Voeg een component van het Doel toe om de aanbieding voor de Standaardervaring tot stand te brengen. De doelcomponent is een container voor andere componenten en componenten die erin worden geplaatst, worden als doel ingesteld. Wanneer u de component van het Doel gebruikt, kunt u verscheidene componenten toevoegen om een aanbieding tot stand te brengen. Bovendien kunt u verschillende componenten in elke ervaring gebruiken om verschillende aanbiedingen te maken.
Zie Opties voor doelcomponenten configureren voor informatie over het aanpassen van deze component.
Aanbiedingen die u maakt met de Aanbiedingsconsole kan ook meerdere componenten bevatten. Deze aanbiedingen horen bij een aanbiedingsbibliotheek en kunnen voor meerdere ervaringen worden gebruikt.
Aangezien de doelcomponent een container is, wordt deze weergegeven als een neerzetgebied voor andere componenten.
In de modus Doel heeft de component Doel een blauwe rand en geeft het bericht voor de neerzetbestemming de doelaard aan.
In de modus Bewerken heeft de component Doel een pictogram met een opsommingsteken.
Wanneer u componenten naar de component van het Doel sleept, zijn zij gerichte componenten.
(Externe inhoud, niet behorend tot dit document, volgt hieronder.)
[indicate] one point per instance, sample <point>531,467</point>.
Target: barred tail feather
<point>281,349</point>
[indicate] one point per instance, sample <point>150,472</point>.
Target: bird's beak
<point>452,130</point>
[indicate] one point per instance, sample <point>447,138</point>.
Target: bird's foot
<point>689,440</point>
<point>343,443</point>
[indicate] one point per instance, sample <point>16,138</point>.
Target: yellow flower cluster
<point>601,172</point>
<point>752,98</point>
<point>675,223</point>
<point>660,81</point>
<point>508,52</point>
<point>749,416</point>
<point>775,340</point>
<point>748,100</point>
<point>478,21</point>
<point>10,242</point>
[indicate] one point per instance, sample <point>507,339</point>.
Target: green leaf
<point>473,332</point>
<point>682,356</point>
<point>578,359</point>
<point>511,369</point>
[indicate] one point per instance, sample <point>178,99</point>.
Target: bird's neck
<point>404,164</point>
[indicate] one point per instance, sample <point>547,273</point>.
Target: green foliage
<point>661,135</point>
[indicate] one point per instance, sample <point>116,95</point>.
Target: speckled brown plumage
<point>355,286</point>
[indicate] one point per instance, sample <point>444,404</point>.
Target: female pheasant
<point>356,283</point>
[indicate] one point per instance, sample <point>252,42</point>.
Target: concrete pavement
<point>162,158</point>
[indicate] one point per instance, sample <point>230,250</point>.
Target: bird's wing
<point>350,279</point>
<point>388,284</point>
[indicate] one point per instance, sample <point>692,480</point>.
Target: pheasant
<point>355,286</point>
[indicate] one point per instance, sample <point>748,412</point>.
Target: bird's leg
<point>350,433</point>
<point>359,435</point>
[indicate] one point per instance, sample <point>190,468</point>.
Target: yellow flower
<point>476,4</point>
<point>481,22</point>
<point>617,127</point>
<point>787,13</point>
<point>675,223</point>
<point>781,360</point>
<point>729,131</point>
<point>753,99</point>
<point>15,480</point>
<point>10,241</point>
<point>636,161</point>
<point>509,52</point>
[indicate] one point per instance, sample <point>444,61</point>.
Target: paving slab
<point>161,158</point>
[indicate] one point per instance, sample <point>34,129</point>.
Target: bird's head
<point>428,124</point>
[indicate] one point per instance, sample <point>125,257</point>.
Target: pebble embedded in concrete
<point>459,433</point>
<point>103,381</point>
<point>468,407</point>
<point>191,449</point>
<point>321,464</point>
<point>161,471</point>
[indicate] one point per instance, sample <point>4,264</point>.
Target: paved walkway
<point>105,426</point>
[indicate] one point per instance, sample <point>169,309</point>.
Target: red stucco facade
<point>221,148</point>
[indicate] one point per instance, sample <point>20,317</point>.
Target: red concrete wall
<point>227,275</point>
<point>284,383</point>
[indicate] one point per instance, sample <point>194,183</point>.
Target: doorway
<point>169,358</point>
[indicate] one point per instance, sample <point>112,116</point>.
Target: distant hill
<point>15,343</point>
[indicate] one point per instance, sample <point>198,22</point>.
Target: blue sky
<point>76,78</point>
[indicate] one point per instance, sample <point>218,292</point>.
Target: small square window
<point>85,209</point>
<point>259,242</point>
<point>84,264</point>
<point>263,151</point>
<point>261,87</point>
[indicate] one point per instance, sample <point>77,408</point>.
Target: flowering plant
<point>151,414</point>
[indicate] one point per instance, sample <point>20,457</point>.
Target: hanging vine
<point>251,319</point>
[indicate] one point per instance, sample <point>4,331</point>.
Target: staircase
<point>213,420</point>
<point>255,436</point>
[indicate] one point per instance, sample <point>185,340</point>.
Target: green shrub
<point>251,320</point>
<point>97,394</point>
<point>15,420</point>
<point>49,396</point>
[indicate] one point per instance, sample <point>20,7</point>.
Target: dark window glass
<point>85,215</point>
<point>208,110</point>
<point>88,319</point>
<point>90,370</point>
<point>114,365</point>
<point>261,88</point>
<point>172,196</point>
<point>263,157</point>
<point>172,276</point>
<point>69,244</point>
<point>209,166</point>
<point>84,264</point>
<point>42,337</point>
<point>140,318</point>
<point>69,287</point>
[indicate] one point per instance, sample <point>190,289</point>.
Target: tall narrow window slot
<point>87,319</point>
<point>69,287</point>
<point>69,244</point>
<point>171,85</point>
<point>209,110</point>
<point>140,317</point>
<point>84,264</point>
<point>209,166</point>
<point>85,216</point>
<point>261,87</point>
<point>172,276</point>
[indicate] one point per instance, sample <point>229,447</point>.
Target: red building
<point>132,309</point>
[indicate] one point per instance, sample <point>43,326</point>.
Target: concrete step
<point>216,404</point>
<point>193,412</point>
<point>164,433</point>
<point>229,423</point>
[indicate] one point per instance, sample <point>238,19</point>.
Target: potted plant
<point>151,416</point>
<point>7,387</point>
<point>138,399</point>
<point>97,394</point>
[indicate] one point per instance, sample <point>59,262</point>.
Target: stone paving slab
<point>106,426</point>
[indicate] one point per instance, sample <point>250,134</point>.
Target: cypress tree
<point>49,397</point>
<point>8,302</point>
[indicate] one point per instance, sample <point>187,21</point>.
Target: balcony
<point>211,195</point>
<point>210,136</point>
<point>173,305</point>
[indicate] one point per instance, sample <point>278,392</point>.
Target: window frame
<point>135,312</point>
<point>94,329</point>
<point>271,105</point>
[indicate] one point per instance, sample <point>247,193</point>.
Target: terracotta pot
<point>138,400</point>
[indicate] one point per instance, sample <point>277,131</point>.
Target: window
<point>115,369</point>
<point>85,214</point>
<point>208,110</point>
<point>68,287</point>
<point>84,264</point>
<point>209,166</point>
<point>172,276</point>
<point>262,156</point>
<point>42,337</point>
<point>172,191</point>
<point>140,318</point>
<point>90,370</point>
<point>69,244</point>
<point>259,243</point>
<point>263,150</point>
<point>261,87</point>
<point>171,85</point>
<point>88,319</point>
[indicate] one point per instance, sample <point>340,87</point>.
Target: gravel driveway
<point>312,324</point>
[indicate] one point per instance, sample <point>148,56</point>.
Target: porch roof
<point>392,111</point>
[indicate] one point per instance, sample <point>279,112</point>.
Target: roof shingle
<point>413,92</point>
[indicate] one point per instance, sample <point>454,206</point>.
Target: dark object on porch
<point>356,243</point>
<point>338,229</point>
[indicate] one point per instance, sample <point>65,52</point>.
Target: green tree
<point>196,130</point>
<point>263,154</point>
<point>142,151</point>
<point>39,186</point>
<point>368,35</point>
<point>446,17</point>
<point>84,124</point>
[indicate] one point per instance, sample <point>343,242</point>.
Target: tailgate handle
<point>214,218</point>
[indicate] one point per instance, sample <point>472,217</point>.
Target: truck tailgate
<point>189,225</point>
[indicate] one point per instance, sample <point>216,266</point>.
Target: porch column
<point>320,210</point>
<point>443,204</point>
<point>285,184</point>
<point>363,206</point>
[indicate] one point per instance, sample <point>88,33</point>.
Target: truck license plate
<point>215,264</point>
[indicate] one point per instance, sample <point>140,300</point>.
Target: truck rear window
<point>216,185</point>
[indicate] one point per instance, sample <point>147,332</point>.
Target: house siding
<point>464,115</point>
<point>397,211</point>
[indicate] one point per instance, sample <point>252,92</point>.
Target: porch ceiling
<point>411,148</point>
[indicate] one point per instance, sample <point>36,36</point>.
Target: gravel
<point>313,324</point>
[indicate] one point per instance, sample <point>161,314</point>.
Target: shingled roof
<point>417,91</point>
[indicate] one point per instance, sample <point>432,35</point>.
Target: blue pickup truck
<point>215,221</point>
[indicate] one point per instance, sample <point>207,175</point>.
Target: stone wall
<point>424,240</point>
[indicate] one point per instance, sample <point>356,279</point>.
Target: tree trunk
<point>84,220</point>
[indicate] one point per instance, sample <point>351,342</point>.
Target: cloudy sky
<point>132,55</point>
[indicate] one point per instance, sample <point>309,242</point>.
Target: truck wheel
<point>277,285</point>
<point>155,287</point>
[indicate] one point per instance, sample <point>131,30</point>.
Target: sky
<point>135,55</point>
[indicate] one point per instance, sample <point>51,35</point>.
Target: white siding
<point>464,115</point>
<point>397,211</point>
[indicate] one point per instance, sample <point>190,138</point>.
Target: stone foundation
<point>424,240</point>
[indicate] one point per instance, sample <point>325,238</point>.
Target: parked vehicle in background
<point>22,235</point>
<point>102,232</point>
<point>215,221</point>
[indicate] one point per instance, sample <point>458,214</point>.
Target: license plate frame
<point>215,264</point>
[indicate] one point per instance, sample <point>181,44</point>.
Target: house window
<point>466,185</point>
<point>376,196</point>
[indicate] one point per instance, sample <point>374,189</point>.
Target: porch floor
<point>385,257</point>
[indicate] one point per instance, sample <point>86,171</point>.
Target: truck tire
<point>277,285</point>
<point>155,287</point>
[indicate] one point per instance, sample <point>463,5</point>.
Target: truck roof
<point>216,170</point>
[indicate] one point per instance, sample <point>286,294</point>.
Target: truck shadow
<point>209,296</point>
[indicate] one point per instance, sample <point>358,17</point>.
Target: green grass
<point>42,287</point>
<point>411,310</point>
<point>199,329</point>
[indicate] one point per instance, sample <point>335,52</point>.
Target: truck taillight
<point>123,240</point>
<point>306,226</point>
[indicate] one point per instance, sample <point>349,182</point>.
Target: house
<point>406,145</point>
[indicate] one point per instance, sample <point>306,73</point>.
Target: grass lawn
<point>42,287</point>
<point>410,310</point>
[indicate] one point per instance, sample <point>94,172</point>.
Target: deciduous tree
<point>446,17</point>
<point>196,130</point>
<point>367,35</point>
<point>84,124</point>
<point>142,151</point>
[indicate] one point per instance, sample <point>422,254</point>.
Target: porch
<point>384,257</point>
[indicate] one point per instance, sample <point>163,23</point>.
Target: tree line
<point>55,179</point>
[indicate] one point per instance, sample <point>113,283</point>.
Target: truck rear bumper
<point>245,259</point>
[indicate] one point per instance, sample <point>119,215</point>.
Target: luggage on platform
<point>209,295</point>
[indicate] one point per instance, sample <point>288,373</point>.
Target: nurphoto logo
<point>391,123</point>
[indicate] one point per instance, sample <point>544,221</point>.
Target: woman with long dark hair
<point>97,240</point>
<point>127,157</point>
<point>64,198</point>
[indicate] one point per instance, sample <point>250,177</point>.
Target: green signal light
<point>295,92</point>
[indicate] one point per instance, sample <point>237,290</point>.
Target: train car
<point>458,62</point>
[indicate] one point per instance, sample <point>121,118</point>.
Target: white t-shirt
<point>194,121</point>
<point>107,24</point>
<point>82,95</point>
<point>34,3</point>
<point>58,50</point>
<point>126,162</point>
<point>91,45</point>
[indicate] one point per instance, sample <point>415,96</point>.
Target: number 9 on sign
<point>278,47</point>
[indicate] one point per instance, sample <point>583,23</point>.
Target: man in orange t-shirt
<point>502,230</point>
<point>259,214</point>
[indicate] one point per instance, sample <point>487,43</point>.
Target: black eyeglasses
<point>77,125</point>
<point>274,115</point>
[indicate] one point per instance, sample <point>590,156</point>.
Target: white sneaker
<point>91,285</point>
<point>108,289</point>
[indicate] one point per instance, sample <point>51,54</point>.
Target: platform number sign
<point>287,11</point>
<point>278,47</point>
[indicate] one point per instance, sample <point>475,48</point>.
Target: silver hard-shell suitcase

Wanneer u een component aan de component van het Doel toevoegt, verstrekt het inhoud voor een specifieke ervaring. Als u de ervaring wilt opgeven, selecteert u de ervaring voordat u de componenten toevoegt.
U kunt een doelcomponent aan de pagina toevoegen in de modus Bewerken of in de modus Doel. U kunt componenten alleen in de modus Doel aan de component Doel toevoegen. De component van het Doel behoort tot de de componentengroep van de Personalisatie.
Als u de doelinhoud wilt bewerken, klikt of tikt u op Doelstelling starten voordat u dit kunt doen.
Sleep de component Target naar de pagina waar u het aanbod wilt weergeven.
Standaard is er geen locatie-id ingesteld. Klik of tik de Configure cog wiel om de plaats te plaatsen.
Indien ingesteld door uw beheerder, moet u de locatie mogelijk expliciet instellen.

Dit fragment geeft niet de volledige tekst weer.